Bats are a hugely diverse group of mammals, varying in habitat, behavior, diet, morphology, longevity, you name it. They are the second most diverse group of mammals following rodents (mice, rats, rabbits, and other chewing animals). There are over 1,400 species of bats – among them is the much maligned but well named common vampire bat, Desmodus rotundus, which occurs from Uruguay to Mexico, including our lovely Parque Nacional de Huatulco. The rotundus part of the name, which means “portly,” comes from the fact that they get so fat after drinking blood they can’t fly again until they pee away a substantial amount of urine.

The two traits in combination that uniquely characterize bats are that they have “colonized” the air and they are nocturnal; they fly and feed at night. Bat species that eat insects have an extraordinary capability – they hunt by “echolocation,” that is, they emit high frequency sounds that bounce off their prey (e.g., swarms of mosquitoes) and bounce back to the bats’ highly sensitive ears.

Bats in Huatulco

The National Commission on the Protection of National Areas finds that here on the Oaxacan coast, and more specifically in the Parque Nacional de Huatulco, have six species of bats in the park.

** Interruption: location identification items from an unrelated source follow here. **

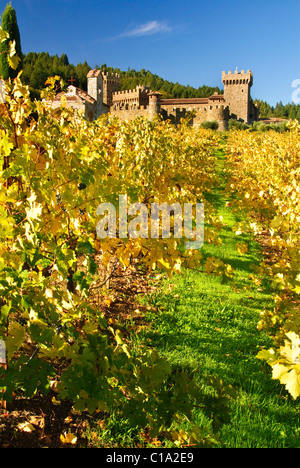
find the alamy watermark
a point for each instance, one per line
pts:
(2, 352)
(296, 93)
(2, 91)
(188, 221)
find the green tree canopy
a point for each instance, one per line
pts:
(9, 24)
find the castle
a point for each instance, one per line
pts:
(104, 96)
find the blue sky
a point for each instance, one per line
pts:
(189, 41)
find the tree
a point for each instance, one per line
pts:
(10, 25)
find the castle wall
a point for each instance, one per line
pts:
(200, 110)
(130, 114)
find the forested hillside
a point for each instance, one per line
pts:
(38, 66)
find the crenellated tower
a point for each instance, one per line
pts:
(237, 94)
(95, 89)
(111, 84)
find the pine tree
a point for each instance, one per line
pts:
(9, 24)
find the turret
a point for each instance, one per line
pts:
(95, 88)
(237, 94)
(154, 104)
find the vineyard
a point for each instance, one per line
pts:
(61, 284)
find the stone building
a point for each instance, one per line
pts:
(104, 96)
(98, 98)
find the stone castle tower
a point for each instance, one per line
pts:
(101, 86)
(237, 95)
(111, 84)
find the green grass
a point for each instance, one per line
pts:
(205, 326)
(200, 324)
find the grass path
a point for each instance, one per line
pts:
(206, 326)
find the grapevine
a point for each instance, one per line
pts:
(263, 169)
(57, 168)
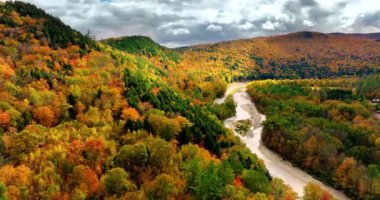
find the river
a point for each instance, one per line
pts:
(277, 167)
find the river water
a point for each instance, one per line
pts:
(277, 167)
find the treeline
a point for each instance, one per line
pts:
(58, 34)
(328, 130)
(107, 124)
(144, 46)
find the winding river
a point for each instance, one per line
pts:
(277, 167)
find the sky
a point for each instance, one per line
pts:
(176, 23)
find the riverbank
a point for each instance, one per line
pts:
(277, 167)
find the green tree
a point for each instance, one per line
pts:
(162, 187)
(255, 181)
(210, 185)
(373, 173)
(3, 190)
(132, 157)
(312, 192)
(116, 182)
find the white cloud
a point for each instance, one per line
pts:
(308, 23)
(246, 26)
(184, 21)
(214, 28)
(178, 31)
(270, 26)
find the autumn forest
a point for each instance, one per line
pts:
(127, 118)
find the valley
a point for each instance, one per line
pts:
(128, 118)
(277, 167)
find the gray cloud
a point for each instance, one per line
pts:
(185, 22)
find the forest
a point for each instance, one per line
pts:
(326, 127)
(126, 118)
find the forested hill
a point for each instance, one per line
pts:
(83, 120)
(142, 45)
(295, 55)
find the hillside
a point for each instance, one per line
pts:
(295, 55)
(82, 120)
(144, 46)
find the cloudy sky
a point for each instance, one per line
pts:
(184, 22)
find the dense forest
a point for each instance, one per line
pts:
(126, 118)
(82, 120)
(326, 127)
(296, 55)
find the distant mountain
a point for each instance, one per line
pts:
(295, 55)
(142, 45)
(57, 33)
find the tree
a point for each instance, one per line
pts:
(5, 118)
(132, 157)
(345, 173)
(373, 173)
(281, 191)
(210, 185)
(85, 179)
(16, 179)
(94, 152)
(3, 191)
(44, 115)
(116, 182)
(313, 192)
(130, 114)
(255, 181)
(162, 187)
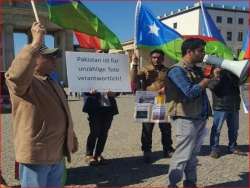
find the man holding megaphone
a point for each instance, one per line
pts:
(189, 109)
(226, 101)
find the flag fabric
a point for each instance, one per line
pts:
(73, 15)
(209, 28)
(151, 33)
(213, 46)
(245, 51)
(215, 43)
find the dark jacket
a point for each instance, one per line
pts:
(226, 93)
(93, 105)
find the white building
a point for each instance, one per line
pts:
(232, 21)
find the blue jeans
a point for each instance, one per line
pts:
(189, 138)
(35, 175)
(232, 119)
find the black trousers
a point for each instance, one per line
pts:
(146, 137)
(99, 124)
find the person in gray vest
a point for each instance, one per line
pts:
(189, 109)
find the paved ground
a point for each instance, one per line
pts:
(123, 151)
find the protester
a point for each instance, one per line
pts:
(43, 129)
(101, 107)
(189, 109)
(226, 105)
(152, 78)
(2, 182)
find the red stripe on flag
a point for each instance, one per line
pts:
(88, 41)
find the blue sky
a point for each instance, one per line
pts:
(118, 15)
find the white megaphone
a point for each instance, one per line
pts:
(239, 68)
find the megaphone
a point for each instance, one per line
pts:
(238, 68)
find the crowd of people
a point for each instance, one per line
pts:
(43, 128)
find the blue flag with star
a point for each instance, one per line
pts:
(151, 34)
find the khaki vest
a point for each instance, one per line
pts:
(174, 97)
(153, 80)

Great fruit-eating bat (Artibeus lituratus). Obviously, this bat eats fruit, and occurs from Mexico through southern Brazil, and on some islands in the Caribbean. They are polygamous with groups called harems, one male and two to five females. They change their feeding behavior with the position of the moon, decreasing feeding time when it is full, most likely to avoid predators that hunt by moonlight, like owls.

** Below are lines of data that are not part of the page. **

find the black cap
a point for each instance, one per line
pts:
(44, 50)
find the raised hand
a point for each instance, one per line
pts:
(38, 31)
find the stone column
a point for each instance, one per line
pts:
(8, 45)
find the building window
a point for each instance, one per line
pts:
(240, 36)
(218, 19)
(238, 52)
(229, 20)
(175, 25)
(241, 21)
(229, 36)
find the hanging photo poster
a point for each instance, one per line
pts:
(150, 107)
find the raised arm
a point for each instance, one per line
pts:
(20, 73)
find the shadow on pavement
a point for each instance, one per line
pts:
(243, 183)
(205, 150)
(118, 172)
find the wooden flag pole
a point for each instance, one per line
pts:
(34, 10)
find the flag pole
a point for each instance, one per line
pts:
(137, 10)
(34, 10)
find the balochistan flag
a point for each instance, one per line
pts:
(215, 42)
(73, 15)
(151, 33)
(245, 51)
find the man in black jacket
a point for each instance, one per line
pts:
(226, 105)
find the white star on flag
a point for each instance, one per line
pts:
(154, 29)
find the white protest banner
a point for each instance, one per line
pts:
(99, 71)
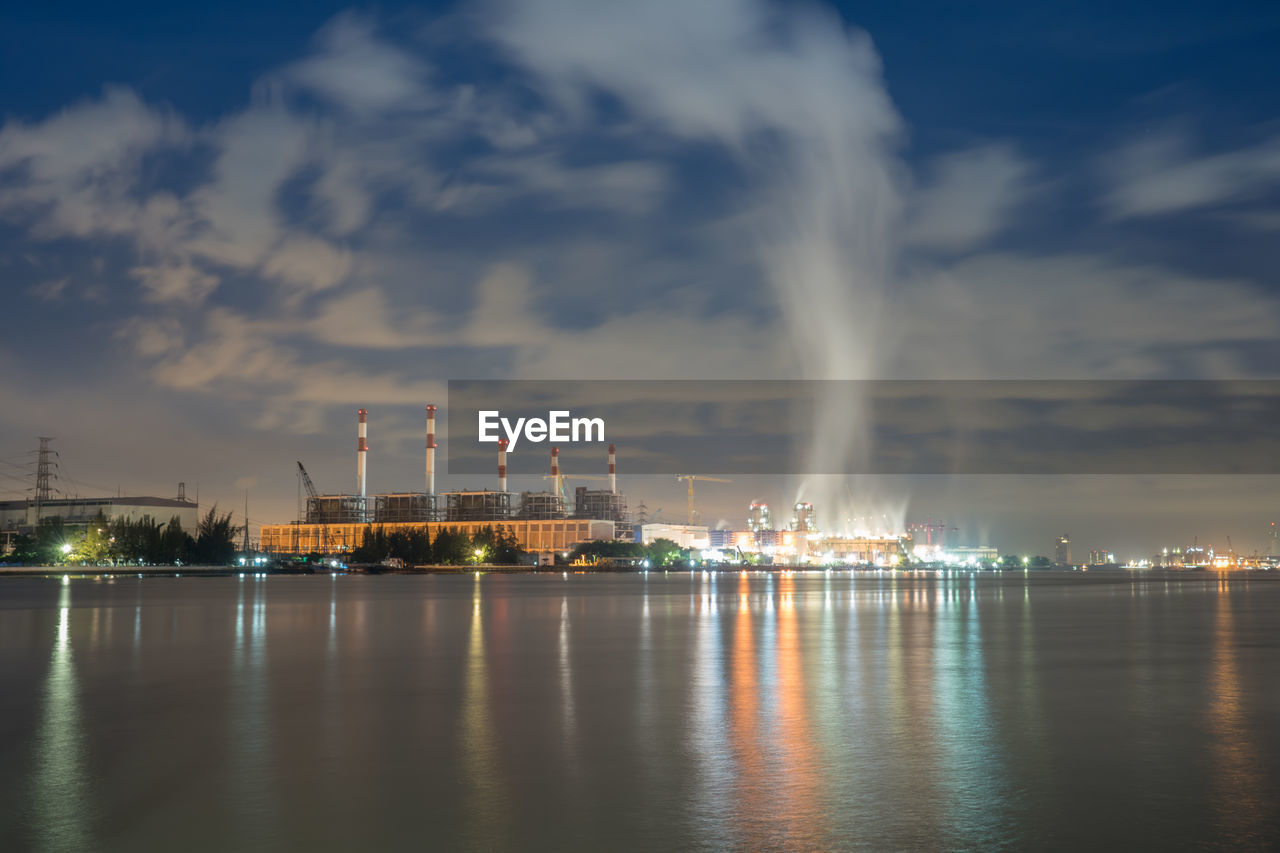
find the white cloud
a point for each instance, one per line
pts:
(174, 282)
(359, 72)
(50, 291)
(1161, 176)
(307, 264)
(969, 197)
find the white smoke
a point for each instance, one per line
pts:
(799, 100)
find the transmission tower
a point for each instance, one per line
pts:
(44, 491)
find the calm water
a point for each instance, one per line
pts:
(604, 712)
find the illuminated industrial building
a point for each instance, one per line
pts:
(540, 521)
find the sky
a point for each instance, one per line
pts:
(224, 228)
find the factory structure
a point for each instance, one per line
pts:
(557, 519)
(542, 521)
(24, 516)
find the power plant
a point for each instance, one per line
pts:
(540, 520)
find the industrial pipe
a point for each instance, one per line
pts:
(502, 464)
(361, 448)
(430, 450)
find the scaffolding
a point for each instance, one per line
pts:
(599, 503)
(478, 506)
(542, 506)
(336, 509)
(412, 506)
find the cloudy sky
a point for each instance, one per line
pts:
(224, 229)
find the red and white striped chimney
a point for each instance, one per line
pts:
(502, 464)
(361, 447)
(430, 450)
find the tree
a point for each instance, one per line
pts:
(452, 547)
(24, 551)
(215, 539)
(664, 552)
(94, 544)
(50, 538)
(176, 543)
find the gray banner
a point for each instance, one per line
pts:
(873, 427)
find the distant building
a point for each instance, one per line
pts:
(758, 516)
(23, 516)
(804, 519)
(686, 536)
(1063, 551)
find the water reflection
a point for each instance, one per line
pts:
(970, 772)
(568, 712)
(250, 734)
(799, 810)
(714, 766)
(60, 789)
(484, 797)
(1237, 785)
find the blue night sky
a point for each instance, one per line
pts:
(223, 228)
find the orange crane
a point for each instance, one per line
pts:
(690, 478)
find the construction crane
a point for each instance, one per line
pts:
(306, 482)
(690, 478)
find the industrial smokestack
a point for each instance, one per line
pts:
(502, 464)
(430, 450)
(361, 448)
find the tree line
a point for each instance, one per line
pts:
(493, 546)
(659, 552)
(133, 542)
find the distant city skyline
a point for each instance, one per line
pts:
(223, 231)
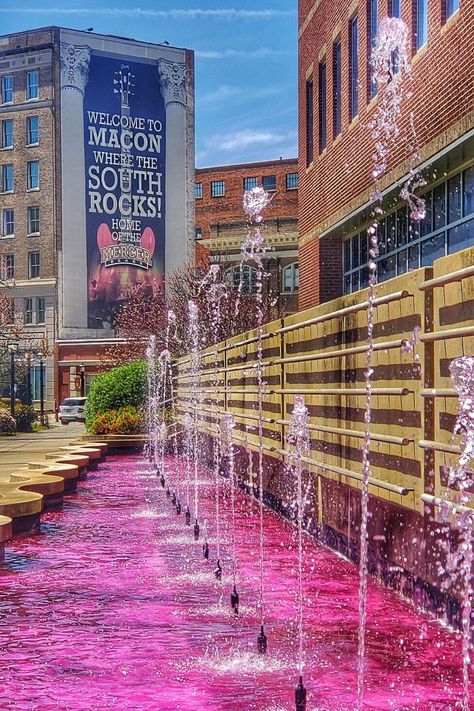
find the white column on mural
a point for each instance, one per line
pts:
(174, 89)
(74, 76)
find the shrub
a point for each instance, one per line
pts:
(125, 420)
(7, 423)
(25, 415)
(117, 388)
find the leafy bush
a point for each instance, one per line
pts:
(7, 423)
(25, 415)
(125, 420)
(117, 388)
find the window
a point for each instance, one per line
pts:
(451, 7)
(8, 222)
(269, 182)
(40, 310)
(9, 266)
(33, 175)
(404, 244)
(394, 8)
(250, 183)
(7, 178)
(322, 107)
(421, 24)
(7, 133)
(309, 121)
(33, 265)
(336, 88)
(32, 85)
(33, 220)
(353, 68)
(291, 181)
(28, 311)
(32, 130)
(248, 276)
(7, 89)
(217, 188)
(290, 280)
(372, 28)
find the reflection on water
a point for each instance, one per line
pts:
(116, 609)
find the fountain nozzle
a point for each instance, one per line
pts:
(234, 600)
(300, 696)
(262, 642)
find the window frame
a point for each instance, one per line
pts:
(33, 267)
(29, 231)
(32, 72)
(214, 184)
(29, 186)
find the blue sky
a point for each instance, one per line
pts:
(246, 62)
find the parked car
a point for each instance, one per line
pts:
(72, 409)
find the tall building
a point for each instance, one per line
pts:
(96, 187)
(221, 223)
(337, 103)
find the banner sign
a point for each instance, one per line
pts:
(124, 138)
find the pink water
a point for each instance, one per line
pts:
(113, 607)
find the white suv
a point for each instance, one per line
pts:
(72, 409)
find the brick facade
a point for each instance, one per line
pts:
(221, 222)
(339, 180)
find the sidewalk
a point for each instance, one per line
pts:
(16, 452)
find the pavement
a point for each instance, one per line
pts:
(16, 452)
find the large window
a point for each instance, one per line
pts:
(336, 88)
(33, 265)
(290, 279)
(8, 222)
(217, 188)
(421, 23)
(7, 176)
(7, 89)
(372, 28)
(322, 106)
(291, 181)
(309, 121)
(32, 130)
(250, 183)
(247, 274)
(404, 244)
(269, 182)
(33, 223)
(353, 67)
(32, 182)
(7, 133)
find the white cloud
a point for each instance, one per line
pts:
(245, 139)
(177, 14)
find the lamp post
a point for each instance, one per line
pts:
(13, 348)
(82, 371)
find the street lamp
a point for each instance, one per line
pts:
(82, 371)
(12, 348)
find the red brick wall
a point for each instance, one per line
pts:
(211, 210)
(442, 92)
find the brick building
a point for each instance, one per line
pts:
(96, 188)
(221, 223)
(337, 101)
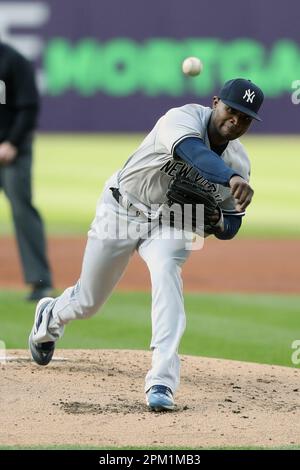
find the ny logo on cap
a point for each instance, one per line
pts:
(249, 95)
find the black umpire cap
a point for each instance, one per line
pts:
(243, 95)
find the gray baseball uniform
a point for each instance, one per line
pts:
(121, 227)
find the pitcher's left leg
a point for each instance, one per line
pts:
(164, 258)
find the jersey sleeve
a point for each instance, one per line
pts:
(178, 124)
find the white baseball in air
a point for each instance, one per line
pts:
(192, 66)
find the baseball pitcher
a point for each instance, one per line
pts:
(192, 158)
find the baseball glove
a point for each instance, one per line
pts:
(183, 191)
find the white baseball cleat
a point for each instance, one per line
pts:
(41, 352)
(160, 398)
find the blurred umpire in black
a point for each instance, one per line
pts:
(18, 117)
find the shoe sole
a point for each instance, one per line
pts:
(37, 356)
(160, 407)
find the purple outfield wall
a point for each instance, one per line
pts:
(114, 65)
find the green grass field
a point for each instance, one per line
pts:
(256, 328)
(70, 171)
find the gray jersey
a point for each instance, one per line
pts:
(146, 175)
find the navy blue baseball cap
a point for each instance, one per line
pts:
(243, 95)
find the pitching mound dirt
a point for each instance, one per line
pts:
(93, 397)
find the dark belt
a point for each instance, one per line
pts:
(116, 194)
(118, 197)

Jamaican, common, or Mexican fruit bat (Artibeus jamaicensis). This is a large, stout bat that roosts in caves, hollow trunks, and under palm leaves. Its range is Mexico to northwestern South America. It loves figs, which don’t grow in the Parque Nacional in Huatulco, but does eat other fruit and vegetation. Because it carries its food all the way back to its roost, it is an important seed disperser. The Mexican fruit bat also has harems, and can live as long as nine years.

Little yellow-shouldered bat (Sturnira lilium) is another frugivore, critical for seed dispersal. It is opportunistic in its eating habits, feeding on whatever is available.
Palla’s long-tongued bat (Glossophaga soricina). This nectar-feeding bat is super interesting. It has the fastest metabolism ever recorded in a mammal, similar to that of a hummingbird. Although it uses 50% of its stored fat over a day, over 80% of its energy comes directly from simple nectar sugars as soon as the bat consumes them. Its tongue is are powered by bloodflow and the tip can increase by over 50% in length.

Vampire bat (Desmodus rotundus), described above.

The fishing or greater bulldog bat (Noctilio leporinus) occurs from Mexico to northern Argentina and on most Caribbean islands. It uses echolocation to detect waves made by fish, its prey.

As for the bat that migrates, it’s the Mexican (or Brazilian) free-tailed bat, which likes to live in caves, although it will make do with a bridge underpass if it has to. In the summer, it lives – and breeds – in the Carlsbad Caverns in New Mexico; in the winter, it moves to southern Mexico and Central America. The Mexican free-tailed bat makes a formidable migrator: if they get a tail wind, they can cruise along at 60 miles an hour, and they’ve been tracked at an altitude of 10,000 feet.

A 2013 study in Ecosphere, the journal of the Ecological Society of America, located winter cave roosts for the Mexican free-tailed bat in Hidalgo, Michoacán, Jalisco, Querétaro, and Chiapas, but who knows? In Huatulco, a popular cocktail-hour pastime in Santa Cruz is to take your margarita and beach chair to sit on the greenspaces atop the Sector E canals. Bats about the size and color of the Mexican free-tailed bat emerge in droves at sunset.